Moreau-Yoshida Variational Transport: A General Framework For Solving Regularized Distributional Optimization Problems

TL;DR

This paper introduces Moreau-Yoshida Variational Transport (MYVT), a novel method for solving regularized distributional optimization problems in machine learning, using smooth approximations and saddle point reformulation for efficient computation.

Contribution

The paper proposes MYVT, a new approach combining Moreau-Yoshida envelopes and variational representation to efficiently solve nonsmooth regularized distributional optimization problems.

Findings

The method effectively solves complex regularized problems in experiments.

Theoretical analysis confirms convergence and stability.
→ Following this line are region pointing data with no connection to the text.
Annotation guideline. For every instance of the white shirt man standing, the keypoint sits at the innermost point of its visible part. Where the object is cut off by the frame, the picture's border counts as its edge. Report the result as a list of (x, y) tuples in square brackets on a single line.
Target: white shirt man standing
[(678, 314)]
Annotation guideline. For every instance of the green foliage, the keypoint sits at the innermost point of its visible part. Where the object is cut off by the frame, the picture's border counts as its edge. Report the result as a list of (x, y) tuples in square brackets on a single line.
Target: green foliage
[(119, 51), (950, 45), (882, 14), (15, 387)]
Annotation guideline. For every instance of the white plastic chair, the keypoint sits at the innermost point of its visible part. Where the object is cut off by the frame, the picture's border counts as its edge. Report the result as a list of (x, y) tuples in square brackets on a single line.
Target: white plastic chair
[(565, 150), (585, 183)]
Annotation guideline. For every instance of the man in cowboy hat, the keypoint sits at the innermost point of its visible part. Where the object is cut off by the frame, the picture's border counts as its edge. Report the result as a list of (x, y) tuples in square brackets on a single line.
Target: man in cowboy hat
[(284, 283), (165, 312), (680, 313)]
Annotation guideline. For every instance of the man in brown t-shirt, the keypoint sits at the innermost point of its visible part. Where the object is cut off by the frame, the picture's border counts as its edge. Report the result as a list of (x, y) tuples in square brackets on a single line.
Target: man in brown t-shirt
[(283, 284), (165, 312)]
Experimental results demonstrate improved performance over existing methods.

Abstract

We consider a general optimization problem of minimizing a composite objective functional defined over a class of probability distributions. The objective is composed of two functionals: one is assumed to possess the variational representation and the other is expressed in terms of the expectation operator of a possibly nonsmooth convex regularizer function. Such a regularized distributional optimization problem widely appears in machine learning and statistics, such as proximal Monte-Carlo sampling, Bayesian inference and generative modeling, for regularized estimation and generation. We propose a novel method, dubbed as Moreau-Yoshida Variational Transport (MYVT), for solving the regularized distributional optimization problem. First, as the name suggests, our method employs the Moreau-Yoshida envelope for a smooth approximation of the nonsmooth function in the objective. Second, we reformulate the approximate problem as a concave-convex saddle point problem by leveraging the variational representation, and then develope an efficient primal-dual algorithm to approximate the saddle point. Furthermore, we provide theoretical analyses and report experimental results to demonstrate the effectiveness of the proposed method.